- Specialty: Orthopedic

= Schilling tendon procedure =

The Schilling tendon procedure is a temporary surgical procedure developed by the former Boston Red Sox team physician William Morgan, MD, to stabilize the peroneus brevis tendon so that it is prevented from anterior displacement during ankle eversion. If the peroneal retinaculum is torn, the fibular retinacula are no longer stabilized. This allows the peroneus brevis tendon to move untethered over the lateral malleolus, creating pain. During pitching mechanics, the snapping of the tendon over the bone is painful and distracting to the pitcher.
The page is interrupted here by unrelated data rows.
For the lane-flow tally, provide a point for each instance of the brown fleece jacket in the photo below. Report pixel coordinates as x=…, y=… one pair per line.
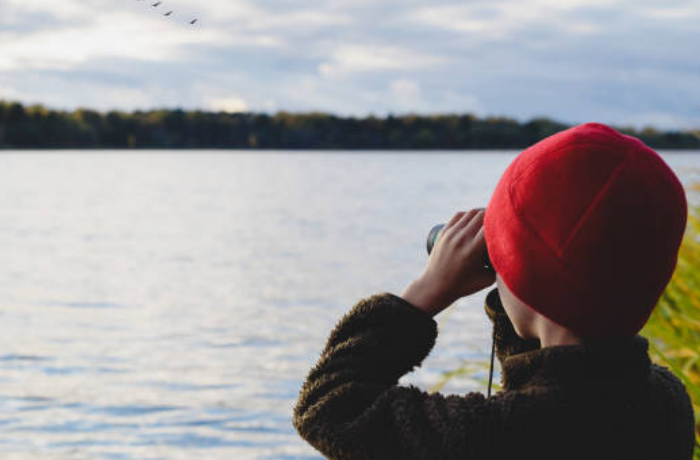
x=603, y=400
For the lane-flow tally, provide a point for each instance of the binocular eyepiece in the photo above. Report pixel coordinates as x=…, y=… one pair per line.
x=435, y=234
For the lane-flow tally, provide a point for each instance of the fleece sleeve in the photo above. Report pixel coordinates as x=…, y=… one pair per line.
x=351, y=408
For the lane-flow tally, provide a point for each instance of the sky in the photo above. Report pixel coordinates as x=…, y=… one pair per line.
x=622, y=62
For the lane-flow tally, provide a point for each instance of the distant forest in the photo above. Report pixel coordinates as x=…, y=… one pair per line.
x=36, y=127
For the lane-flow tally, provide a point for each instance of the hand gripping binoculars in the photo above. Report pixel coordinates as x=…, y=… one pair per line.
x=435, y=234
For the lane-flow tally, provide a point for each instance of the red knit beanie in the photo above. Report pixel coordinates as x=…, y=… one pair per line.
x=585, y=227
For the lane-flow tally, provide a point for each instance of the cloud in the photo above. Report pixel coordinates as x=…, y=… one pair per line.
x=615, y=61
x=227, y=104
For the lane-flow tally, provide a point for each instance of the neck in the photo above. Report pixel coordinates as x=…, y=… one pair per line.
x=551, y=334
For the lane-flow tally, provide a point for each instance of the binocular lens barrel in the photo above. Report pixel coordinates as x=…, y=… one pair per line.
x=435, y=234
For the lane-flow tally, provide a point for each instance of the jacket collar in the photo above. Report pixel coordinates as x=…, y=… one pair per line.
x=604, y=360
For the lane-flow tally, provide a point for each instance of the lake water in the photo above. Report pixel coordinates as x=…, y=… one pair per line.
x=159, y=305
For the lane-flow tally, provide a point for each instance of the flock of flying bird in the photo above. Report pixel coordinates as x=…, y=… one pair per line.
x=157, y=4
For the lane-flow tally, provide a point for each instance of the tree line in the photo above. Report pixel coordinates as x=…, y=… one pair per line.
x=37, y=127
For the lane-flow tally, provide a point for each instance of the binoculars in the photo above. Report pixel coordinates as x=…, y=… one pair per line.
x=433, y=237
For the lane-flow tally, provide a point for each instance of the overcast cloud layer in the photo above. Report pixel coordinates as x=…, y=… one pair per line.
x=625, y=62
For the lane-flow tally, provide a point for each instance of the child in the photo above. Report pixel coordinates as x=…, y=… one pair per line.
x=583, y=232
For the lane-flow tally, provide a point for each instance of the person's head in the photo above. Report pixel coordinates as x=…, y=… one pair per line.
x=529, y=324
x=583, y=230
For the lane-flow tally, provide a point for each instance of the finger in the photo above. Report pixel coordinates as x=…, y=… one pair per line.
x=464, y=220
x=454, y=219
x=475, y=224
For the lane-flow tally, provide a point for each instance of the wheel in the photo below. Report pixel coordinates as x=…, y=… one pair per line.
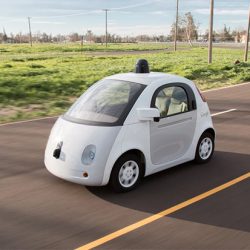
x=126, y=174
x=205, y=148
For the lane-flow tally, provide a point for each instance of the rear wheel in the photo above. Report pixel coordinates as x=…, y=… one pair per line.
x=126, y=173
x=205, y=148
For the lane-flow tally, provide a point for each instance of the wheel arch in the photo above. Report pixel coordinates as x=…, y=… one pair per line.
x=210, y=131
x=136, y=152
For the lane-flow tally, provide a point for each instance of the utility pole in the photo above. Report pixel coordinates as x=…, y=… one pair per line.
x=247, y=41
x=176, y=25
x=30, y=32
x=106, y=26
x=210, y=44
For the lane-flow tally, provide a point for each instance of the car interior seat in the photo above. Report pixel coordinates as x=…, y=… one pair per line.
x=161, y=103
x=178, y=102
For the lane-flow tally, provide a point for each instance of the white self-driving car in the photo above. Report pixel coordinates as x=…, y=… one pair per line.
x=128, y=126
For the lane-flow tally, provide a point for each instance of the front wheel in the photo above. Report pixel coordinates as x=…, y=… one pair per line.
x=126, y=173
x=205, y=148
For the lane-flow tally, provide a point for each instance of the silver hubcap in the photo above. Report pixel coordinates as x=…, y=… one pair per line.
x=205, y=149
x=128, y=174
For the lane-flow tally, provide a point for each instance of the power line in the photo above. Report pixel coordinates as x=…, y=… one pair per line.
x=30, y=32
x=210, y=44
x=247, y=40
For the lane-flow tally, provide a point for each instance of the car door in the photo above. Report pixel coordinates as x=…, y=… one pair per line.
x=172, y=135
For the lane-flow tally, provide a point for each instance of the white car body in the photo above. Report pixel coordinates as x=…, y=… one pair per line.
x=164, y=144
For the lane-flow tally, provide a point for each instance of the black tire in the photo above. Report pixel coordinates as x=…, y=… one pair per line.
x=200, y=156
x=115, y=180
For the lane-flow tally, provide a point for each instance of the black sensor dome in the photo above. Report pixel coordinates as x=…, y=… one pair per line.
x=142, y=66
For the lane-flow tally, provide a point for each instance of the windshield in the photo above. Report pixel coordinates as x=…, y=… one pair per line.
x=108, y=101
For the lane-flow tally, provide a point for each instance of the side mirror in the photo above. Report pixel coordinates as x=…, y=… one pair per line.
x=148, y=114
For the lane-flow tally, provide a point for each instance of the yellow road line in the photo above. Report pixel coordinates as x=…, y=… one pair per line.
x=161, y=214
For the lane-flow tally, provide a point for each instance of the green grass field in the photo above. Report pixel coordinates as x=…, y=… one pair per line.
x=46, y=79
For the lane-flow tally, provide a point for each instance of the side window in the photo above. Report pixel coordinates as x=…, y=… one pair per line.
x=171, y=101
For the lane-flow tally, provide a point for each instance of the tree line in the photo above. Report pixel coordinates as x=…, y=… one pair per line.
x=187, y=31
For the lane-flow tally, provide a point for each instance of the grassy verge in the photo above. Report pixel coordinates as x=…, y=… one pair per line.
x=36, y=85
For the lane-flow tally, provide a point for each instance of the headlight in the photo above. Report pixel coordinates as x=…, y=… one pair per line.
x=88, y=154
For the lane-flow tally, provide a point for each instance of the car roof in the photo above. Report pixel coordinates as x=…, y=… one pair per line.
x=148, y=78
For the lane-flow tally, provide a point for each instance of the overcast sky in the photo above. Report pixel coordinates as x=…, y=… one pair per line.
x=130, y=17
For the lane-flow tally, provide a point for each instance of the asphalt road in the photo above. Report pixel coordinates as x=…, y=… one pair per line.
x=38, y=210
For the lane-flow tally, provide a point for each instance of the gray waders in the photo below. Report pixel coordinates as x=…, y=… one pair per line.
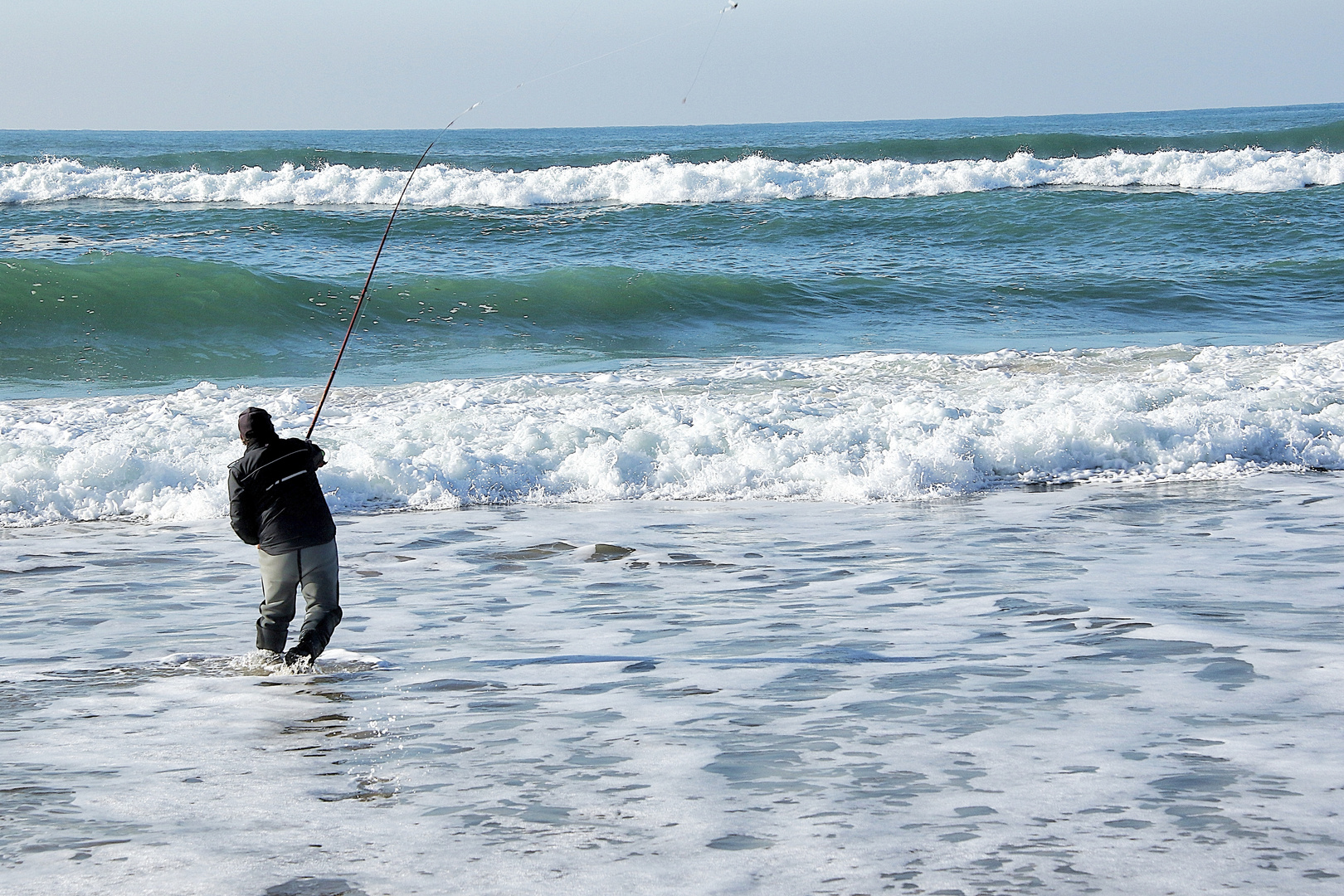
x=281, y=574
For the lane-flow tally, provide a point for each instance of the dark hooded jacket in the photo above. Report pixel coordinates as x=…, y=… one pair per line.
x=275, y=499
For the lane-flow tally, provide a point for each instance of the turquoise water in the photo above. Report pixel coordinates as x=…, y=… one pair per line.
x=706, y=508
x=127, y=266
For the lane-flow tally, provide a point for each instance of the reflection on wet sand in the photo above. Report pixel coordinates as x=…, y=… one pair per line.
x=1066, y=691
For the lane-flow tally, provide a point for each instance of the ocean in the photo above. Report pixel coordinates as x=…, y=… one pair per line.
x=919, y=507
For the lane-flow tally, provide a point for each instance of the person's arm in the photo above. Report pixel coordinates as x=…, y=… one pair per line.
x=241, y=514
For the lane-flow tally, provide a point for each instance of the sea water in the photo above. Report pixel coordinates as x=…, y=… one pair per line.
x=890, y=507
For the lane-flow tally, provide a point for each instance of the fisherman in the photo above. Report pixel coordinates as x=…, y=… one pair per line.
x=275, y=503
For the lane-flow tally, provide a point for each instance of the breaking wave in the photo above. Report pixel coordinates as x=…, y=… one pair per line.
x=858, y=427
x=659, y=180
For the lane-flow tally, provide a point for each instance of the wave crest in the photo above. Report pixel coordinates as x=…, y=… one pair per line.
x=858, y=427
x=659, y=180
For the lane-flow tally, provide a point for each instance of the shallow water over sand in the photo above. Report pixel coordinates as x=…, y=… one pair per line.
x=1112, y=689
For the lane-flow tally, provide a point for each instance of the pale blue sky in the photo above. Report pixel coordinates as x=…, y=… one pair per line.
x=416, y=63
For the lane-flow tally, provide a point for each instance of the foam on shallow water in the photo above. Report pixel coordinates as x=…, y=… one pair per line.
x=1103, y=688
x=856, y=427
x=657, y=179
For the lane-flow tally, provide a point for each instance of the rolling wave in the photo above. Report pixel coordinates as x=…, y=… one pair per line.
x=858, y=427
x=660, y=180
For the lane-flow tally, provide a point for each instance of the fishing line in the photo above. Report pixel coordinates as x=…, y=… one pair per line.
x=717, y=24
x=363, y=293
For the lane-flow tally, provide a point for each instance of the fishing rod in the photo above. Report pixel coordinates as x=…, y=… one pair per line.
x=387, y=231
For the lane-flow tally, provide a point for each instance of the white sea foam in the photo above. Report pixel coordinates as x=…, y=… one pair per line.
x=657, y=179
x=856, y=427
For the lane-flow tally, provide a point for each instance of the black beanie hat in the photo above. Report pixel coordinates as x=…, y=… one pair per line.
x=254, y=426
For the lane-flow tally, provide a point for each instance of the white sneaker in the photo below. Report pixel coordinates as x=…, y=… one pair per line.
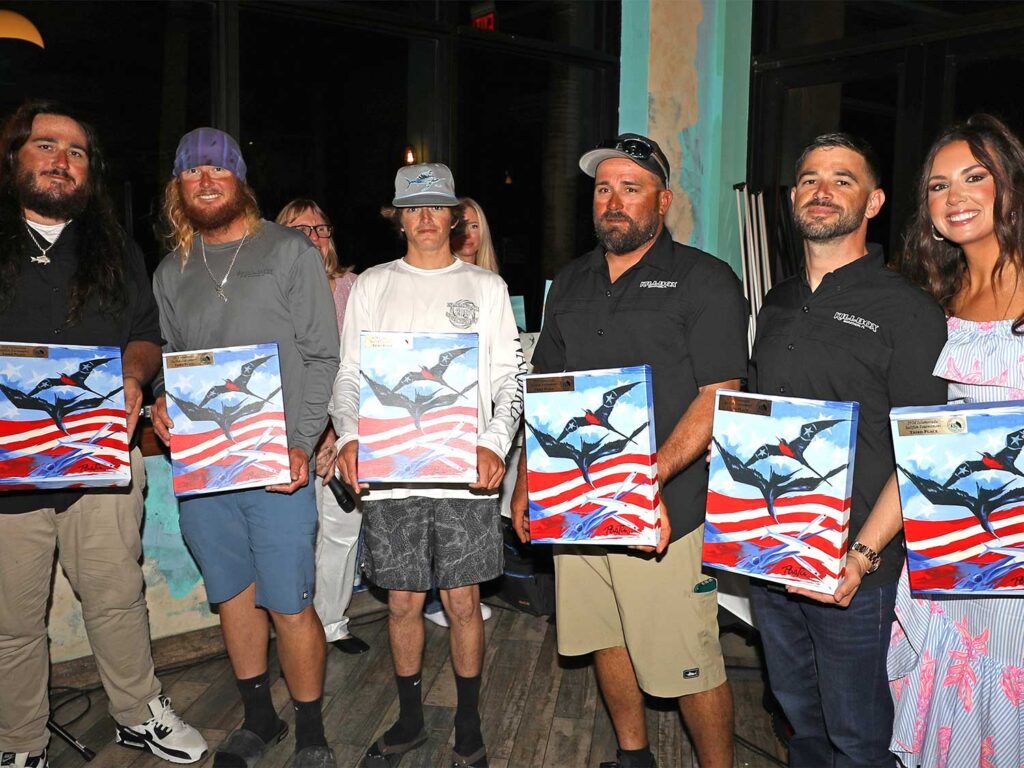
x=440, y=619
x=165, y=734
x=22, y=760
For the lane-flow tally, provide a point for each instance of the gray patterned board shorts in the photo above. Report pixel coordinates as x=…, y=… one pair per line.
x=419, y=543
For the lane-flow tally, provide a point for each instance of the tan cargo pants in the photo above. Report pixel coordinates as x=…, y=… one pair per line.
x=99, y=547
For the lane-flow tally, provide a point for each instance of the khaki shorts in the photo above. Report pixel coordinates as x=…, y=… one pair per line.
x=609, y=598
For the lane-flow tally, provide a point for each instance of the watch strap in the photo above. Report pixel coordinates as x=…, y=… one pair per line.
x=872, y=557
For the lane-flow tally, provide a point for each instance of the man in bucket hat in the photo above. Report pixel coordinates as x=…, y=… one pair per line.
x=420, y=536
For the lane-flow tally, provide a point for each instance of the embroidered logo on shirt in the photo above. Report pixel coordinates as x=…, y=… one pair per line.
x=463, y=313
x=658, y=284
x=853, y=320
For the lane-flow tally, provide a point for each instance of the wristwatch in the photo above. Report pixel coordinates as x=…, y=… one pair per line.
x=872, y=557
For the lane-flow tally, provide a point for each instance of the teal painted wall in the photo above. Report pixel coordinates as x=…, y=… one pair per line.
x=713, y=154
x=633, y=67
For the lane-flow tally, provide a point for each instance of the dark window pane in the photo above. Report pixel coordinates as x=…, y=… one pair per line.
x=331, y=120
x=798, y=23
x=139, y=72
x=521, y=126
x=583, y=25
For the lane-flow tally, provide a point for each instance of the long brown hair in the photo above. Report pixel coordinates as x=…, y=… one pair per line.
x=181, y=232
x=939, y=265
x=332, y=263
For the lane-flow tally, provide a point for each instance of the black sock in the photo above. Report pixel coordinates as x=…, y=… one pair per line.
x=467, y=716
x=410, y=711
x=308, y=724
x=261, y=718
x=642, y=758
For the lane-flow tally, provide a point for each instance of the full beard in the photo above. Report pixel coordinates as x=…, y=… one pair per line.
x=822, y=231
x=208, y=219
x=48, y=202
x=628, y=240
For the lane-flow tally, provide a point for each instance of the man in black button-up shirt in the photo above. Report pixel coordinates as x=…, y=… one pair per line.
x=641, y=298
x=845, y=329
x=69, y=275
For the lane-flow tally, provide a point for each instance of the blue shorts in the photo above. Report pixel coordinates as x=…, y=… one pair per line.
x=248, y=537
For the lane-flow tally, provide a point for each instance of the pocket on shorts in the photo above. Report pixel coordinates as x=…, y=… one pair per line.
x=704, y=601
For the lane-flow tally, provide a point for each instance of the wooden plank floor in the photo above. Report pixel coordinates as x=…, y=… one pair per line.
x=538, y=709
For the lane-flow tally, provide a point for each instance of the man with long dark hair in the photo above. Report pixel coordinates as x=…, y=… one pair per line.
x=70, y=275
x=233, y=279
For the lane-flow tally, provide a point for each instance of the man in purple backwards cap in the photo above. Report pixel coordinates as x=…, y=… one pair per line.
x=231, y=280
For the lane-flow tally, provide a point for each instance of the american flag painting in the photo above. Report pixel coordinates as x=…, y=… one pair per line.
x=228, y=418
x=61, y=418
x=779, y=487
x=963, y=495
x=418, y=408
x=591, y=458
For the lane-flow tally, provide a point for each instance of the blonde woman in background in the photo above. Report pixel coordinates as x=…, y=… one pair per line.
x=473, y=244
x=338, y=532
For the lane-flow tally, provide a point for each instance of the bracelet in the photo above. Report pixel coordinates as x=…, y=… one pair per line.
x=872, y=557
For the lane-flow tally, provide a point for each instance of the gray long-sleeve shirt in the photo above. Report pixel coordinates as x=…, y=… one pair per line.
x=276, y=291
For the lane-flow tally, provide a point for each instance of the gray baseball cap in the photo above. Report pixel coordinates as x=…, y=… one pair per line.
x=641, y=150
x=424, y=184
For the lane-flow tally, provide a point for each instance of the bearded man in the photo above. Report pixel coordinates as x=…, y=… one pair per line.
x=637, y=299
x=233, y=279
x=69, y=274
x=846, y=328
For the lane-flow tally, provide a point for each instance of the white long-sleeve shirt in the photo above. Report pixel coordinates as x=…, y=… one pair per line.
x=459, y=298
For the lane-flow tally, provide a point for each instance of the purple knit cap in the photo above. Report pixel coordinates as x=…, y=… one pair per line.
x=209, y=146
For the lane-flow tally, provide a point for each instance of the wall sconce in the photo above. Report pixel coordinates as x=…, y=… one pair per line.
x=16, y=27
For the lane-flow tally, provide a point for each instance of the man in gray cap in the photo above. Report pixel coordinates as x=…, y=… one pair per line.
x=445, y=535
x=233, y=279
x=648, y=617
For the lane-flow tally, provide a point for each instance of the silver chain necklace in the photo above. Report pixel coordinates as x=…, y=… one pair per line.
x=42, y=258
x=220, y=286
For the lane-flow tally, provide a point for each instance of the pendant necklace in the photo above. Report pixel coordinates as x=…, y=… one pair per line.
x=42, y=258
x=219, y=287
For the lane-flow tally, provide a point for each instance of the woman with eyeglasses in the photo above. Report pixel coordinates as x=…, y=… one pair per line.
x=338, y=532
x=472, y=241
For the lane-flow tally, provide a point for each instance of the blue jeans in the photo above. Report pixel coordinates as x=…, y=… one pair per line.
x=826, y=667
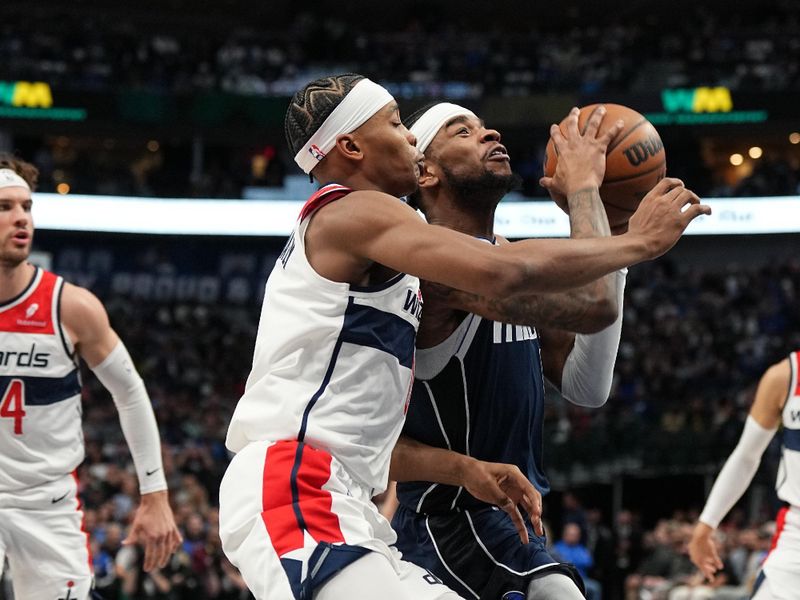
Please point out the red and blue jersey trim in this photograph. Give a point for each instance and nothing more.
(325, 195)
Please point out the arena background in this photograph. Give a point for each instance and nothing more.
(166, 100)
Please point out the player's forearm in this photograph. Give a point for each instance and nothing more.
(415, 461)
(561, 265)
(118, 375)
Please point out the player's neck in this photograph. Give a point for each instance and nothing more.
(473, 219)
(14, 279)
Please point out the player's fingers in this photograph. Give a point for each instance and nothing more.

The procedure involves the placement of three sutures through the skin anterior to the path of the peroneus brevis tendon and into the underlying deep connective tissue. These sutures provide a temporary barrier, preventing the tendon from moving anteriorly over the malleolus. This procedure was first tested on a cadaver to establish if the surgery would work or not. The procedure is performed with local anaesthetic, about 24 hours before the player begins to pitch. The stitches must be removed immediately following the cessation of play, and indications are that the stitches may tear during the course of a game.

The procedure is named for Major League Baseball pitcher Curt Schilling, who required the surgery to be able to pitch for the Boston Red Sox in Game 6 of the 2004 American League Championship Series and Game 2 of the 2004 World Series.